Por: Redacción Pares
En el siglo XX hubo catastrofes indecibles cuyo el único culpable fue el hombre. Estados Unidos mató a más de 100 mil personas en Hiroshima lanzando una bomba atómica, en la URSS el gobierno soviético condenó a cientos de miles de personas a la muerte por ocultar la grave falla que presentó el reactor nuclear en Chernobyll. Algunas tragedias fueron una combinación entre las fallas humanas y la naturaleza. Era imposible evitar la erupción del volcán nevado del Ruiz, pero si podrían haber evitar muchas muertes. Congresistas, hasta el mismo alcalde de Armero le advirtió al gobierno de Belisario Betancur y a su ministro de minas, Iván Duque Escobar -padre del expresidente- de que había que evacuar a los casi treinta mil armeritas a un lugar en donde estuvieran a salvo de una avalancha inminente. Nadie le hizo caso. Más de 22 mil muertes cobró esta avalanca, el represamiento del río Lagunillas. La historia de una niña, que duró agonizando durante tres días, sin que nadie pudiera conseguir una motobomba que pudiera drenar el agua donde estaba apresada y salvarla. Pero el Estado tiene pies de elefante y cuerpo de hormiga. Nadie pudo salvarle la vida a Omayra Sánchez.

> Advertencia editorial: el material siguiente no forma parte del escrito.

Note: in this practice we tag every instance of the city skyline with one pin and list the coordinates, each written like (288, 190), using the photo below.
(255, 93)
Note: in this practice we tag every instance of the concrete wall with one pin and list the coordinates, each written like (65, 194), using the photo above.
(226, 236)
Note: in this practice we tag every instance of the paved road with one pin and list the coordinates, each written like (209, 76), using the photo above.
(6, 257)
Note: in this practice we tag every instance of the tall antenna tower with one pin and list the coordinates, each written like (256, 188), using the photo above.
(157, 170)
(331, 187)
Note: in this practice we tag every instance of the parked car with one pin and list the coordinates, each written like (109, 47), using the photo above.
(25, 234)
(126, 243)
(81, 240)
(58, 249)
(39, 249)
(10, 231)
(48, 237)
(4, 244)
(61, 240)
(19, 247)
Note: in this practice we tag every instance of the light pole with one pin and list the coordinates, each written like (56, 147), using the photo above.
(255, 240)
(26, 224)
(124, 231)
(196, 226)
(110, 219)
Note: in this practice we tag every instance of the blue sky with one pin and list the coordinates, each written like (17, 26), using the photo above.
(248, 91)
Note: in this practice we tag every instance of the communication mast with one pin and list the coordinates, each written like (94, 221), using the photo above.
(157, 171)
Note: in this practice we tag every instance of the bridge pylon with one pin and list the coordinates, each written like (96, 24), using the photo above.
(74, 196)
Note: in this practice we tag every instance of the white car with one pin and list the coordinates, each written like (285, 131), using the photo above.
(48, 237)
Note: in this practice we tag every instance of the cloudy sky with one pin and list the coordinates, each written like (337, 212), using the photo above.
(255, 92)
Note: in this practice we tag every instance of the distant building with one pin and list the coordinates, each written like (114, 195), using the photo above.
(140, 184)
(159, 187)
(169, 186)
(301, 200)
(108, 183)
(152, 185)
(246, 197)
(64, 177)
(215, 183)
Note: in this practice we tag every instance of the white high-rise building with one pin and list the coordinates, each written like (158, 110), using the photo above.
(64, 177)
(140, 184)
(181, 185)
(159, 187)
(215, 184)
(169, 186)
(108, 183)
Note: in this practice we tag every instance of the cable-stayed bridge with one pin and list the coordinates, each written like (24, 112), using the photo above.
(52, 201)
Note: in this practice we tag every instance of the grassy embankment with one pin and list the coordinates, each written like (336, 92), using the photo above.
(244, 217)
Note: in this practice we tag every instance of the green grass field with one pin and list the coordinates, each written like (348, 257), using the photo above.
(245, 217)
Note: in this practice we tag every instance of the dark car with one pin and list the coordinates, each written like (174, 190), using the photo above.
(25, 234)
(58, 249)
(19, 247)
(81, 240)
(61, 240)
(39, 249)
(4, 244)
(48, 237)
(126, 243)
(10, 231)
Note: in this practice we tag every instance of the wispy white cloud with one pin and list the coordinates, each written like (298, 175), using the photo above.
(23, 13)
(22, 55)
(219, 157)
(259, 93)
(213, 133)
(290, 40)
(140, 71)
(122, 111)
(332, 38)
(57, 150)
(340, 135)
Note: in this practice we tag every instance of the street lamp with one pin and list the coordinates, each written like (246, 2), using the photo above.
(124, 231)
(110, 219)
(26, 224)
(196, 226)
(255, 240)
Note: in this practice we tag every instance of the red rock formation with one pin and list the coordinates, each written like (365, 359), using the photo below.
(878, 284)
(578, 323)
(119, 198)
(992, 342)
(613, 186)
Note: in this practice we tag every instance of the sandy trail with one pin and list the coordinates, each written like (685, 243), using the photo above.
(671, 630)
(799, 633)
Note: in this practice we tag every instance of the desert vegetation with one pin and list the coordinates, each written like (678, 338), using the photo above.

La historia la descubrió el periodista Germán Santamaría. Ella no era la única niña que estaba en esas condiciones, pero fue la única cuya historia interesó a uno de los cronistas más cotizados de la época. Tenía 13 años y las ilusiones vivas de poder ser médica. De ella quedan unas fotos del colegio, bailando bambuco, sonriendo, nunca supo que su vida se truncaría de manera abrupta: a las 11:30 de la noche la familia de Omayra, como todo el pueblo, se despertó abruptamente. Un ruido atronador circundaba el pueblo. Salieron a la calle y vieron la ceniza caer sobre el pueblo y luego el barro entró como si fuera un monstruo espeso, gigante y negro. Lo borró todo. Tal y como lo recordó en su momento Infobae el padre de Omayra, quien trabajaba como operario en una máquina de arroz, se encerró en la casa. Creían que esto podría ser suficiente para salvarse. En la casa no estaba la madre de la niña, que estaba en Bogotá arreglando un problema de un diploma, pero si una tía. De más está decir que el barro se llevó la casa. Uno de los hermanitos de Omayra, que se salvó de la tragedia, cuenta que su papá, Omayra y su tía, se abrazaron y se hicieron debajo del marco de una puerta.
Las imágenes las recuerdan hasta que no las vivieron porque la imágen de Omayra le ha dado la vuelta al mundo una y otra vez, convirtiéndose en el rostro de un país incapaz de proteger a sus ciudadanos de una catástrofe. A Omayra la encontraron rescatistas entre los escombros de su casa. En el piso, lo que la mantenía a flote, era el cuerpo de su tía. La niña conmovía con su optimismo. Les decía que ella estaba bien, que tenía fuerzas. Que lo lograría “vayan y ayuden a personas que si lo necesitan”. El país estaba pendiente de su rescate. Vieron como sonreía, como cantaba en la noche, como contaba chistes y a veces se acordaba que estaba parada encima del cuerpo de su tía, que su papá probablemente estaba muerto y que la peor de las tragedias había caído sobre su pueblo.
Pero las fuerzas la fueron abandonando y el nivel de las aguas iba creciendo. Cuando las cámaras se acercan a ella alcanza a mandar un mensaje a su mamá quien la ve desde el otro lado de la pantalla, le dice que no se preocupe. Además se muestra preocupada porque ese día tendría un exámen de matemáticas. No sabía que en Armero ya nunca más habrá una escuela. La única forma de salvarle la vida a Omayra era tener una grúa, o amputarle las piernas. Pero la motobomba llegó sesenta horas después, cuando la niña ya estaba alucinando. Su último pedido fue una gaseosa y unas galleticas. Murmuró una oración y se recostó boca abajo. Sus ojos se apagaron.
La ayuda internacional envió a Colombia pertrechos y millones de dólares de ayuda. Todo se perdió. Un año después el papa Juan Pablo II visitó el campo santo más grande del mundo. Campo santo se le llama a todo terreno en donde no puedan rescatarse sus cuerpos y eso pasó en Armero. Allá se robaron los niños con la alcahuetería del ICBF y los dos mil sobrevivientes, algunos tan corajudos como Francisco Gonzalez, creador de la Fundación Armando Armero, quien sigue buscando recuperar no sólo a los niños robados sino la memoria de un pueblo que fue sepultado por una erupción y por la incompetencia de un gobierno que tenía la certeza que esto iba a pasar pero que no hizo absolutamente nada para evitarlo.